LAWS(KAR)-2011-7-158

STATE OF KARNATAKA Vs. KITCHEN APPLIANCES INDIA LIMITED

Decided On July 15, 2011
STATE OF KARNATAKA Appellant
V/S
Kitchen Appliances India Limited Respondents

JUDGEMENT

(1.) These appeals are by the Revenue being aggrieved by the order of the Tribunal in partly allowing the appeals of the assessee thereby setting aside the order of the assessing authority and the first appellate authority. The assessee is a registered dealer under the Kamataka Value Added Tax Act, 2003 engaged in the manufacturing and trading of domestic appliances, such as, colour television, DVD, audio music systems, air cooler and air conditioners, washing machines, mixers and grinders, micro ovens, water purifiers, kitchen appliances, toaster, iron box, spares, etc. On December 4, 2006, the Deputy Commissioner visited the assessee's premises for auditing the books of accounts. On verification of the books of accounts for the period April, 2006 to October, 2006, it was found that the assessee had issued credit notes to the customers on monthly sales performance basis incentives, subsequent to the issue of tax invoices. In the said credit notes, the assessee had deducted the output tax portion related to the discount and remitted the balance tax to the Department. The Revenue proposed to levy tax on the discount amount given to the dealers on the ground that rule 3(2) (c) of the Karnataka Value Added Tax Rules, 2005 makes it mandatory on the dealer to claim the discount separately on the tax invoice and the tax collected should be on the sale price less discount and there is no provisions to claim the discounts, which are allowed in future dates as per the trade practices followed. Accordingly, the assessee submitted his reply. Reply to the proposition notice was rejected. The assessing authority confirmed the proposition notice. Aggrieved by the same, the assessee preferred an appeal before the Joint Commissioner of Commercial Taxes (Appeals) 2, Bangalore. The appellate authority dismissed all the seven appeals. Aggrieved by the same, the assessee preferred an appeal before the Karnataka Appellate Tribunal, Bangalore, wherein by the impugned order, the appeals were partly allowed and the impugned levy of tax was directed to be deleted along with interest. Aggrieved by the same, the present appeals are filed by the State.

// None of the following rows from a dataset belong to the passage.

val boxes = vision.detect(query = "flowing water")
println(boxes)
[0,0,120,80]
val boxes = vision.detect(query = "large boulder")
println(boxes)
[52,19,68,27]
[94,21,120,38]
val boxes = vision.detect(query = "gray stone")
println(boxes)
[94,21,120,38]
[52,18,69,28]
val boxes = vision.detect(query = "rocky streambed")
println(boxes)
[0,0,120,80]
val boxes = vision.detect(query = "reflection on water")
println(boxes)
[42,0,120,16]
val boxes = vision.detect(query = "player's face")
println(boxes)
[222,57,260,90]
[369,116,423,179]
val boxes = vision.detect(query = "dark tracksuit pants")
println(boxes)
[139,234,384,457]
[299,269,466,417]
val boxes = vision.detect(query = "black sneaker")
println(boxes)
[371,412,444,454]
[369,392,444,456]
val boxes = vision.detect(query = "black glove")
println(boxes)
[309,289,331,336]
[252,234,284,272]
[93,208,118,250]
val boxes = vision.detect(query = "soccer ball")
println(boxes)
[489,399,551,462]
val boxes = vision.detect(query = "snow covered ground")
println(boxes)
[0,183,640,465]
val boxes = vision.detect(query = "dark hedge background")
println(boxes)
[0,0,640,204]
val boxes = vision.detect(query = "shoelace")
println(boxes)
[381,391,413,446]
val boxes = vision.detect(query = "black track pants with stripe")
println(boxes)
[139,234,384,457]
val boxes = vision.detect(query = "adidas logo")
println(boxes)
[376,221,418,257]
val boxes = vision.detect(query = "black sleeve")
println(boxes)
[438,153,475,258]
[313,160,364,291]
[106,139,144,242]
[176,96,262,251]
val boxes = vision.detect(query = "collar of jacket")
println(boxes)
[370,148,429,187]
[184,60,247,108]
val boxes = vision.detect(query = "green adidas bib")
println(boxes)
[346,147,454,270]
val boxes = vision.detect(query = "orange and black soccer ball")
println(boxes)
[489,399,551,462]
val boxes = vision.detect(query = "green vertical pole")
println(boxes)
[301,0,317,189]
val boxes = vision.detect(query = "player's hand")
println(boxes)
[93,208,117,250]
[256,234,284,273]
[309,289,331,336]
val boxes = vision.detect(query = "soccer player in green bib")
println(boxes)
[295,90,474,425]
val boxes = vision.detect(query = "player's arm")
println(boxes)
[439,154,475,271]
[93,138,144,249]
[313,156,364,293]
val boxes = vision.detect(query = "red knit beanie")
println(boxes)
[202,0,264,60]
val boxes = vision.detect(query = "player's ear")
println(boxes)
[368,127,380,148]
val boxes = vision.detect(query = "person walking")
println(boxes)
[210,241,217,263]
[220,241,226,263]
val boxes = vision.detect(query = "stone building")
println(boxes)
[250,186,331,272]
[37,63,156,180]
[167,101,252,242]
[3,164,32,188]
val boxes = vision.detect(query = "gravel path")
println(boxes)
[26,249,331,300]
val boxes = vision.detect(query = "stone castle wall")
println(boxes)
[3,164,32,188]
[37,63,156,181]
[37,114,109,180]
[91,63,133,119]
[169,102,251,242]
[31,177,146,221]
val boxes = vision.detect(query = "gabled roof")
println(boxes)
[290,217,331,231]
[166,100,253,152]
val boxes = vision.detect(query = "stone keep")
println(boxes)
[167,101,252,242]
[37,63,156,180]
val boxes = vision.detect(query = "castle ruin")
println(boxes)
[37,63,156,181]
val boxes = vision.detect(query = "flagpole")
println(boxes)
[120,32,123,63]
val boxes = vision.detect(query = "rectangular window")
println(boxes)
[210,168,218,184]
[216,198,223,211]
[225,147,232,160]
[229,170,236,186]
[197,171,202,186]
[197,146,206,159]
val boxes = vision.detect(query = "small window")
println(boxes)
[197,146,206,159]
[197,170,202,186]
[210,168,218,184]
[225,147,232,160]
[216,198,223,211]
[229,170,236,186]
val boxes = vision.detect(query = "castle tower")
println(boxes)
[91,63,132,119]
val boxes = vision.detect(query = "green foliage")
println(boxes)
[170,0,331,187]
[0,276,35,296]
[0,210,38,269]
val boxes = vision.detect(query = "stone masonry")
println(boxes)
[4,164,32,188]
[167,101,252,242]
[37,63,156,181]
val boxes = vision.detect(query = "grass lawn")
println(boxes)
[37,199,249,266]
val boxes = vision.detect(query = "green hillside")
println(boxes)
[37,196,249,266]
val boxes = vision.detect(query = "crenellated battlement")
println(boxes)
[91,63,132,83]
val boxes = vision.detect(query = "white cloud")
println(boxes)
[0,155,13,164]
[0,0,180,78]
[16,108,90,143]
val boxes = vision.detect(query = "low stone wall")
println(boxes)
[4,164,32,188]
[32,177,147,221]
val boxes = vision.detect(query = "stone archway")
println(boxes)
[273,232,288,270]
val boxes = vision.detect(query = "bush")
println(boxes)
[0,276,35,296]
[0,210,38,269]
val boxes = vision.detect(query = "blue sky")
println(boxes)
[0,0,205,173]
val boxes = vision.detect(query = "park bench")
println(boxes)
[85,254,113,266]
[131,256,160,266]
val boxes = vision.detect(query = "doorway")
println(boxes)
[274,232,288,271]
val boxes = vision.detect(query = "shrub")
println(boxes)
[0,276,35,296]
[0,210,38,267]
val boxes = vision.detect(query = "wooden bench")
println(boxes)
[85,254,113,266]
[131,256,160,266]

(2.) Smt. Sujatha, the learned Government Advocate, contends that the impugned order is bad in law and liable to be set aside. She contends that the tax as demanded in terms of rule 3(2)(c) is just and proper and therefore, the finding of the Tribunal is erroneous. She contends that the Tribunal lost sight of the fact that the provisions of rule 3(2)(c) were held to be constitutionally valid. However, the Tribunal has misdirected itself in assuming jurisdiction to decide the applicability and the validity of the rule 3(2)(c) notwithstanding the clear finding recorded by the honourable High Court. She further contends that the discount as pleaded by the assessee is not a discount.

(3.) On the other hand, Sri Sarangan, the learned senior counsel appearing on behalf of the respondent's counsel, defends the impugned order. He contends that there is no error committed by the Tribunal that calls for any interference. He submits that even though the constitutional validity of rule 3(2)(c) was upheld by the learned single judge, when the same was challenged in the writ appeal, the matter was remanded for fresh consideration and hence, it cannot be said that the validity of rule 3(2)(c) has been upheld. He contends that rule 3(2)(c) is ultra vires the Constitution of India. That the Tribunal having appreciated the facts and circumstances of the case has rightly held in favour of the assessee by deleting the tax demanded. That the records would disclose that the credit notes have been issued in terms of section 30 of the KVAT Act. He accordingly pleads that there is no error committed by the Tribunal that calls for any interference and hence, the appeal is liable to be dismissed.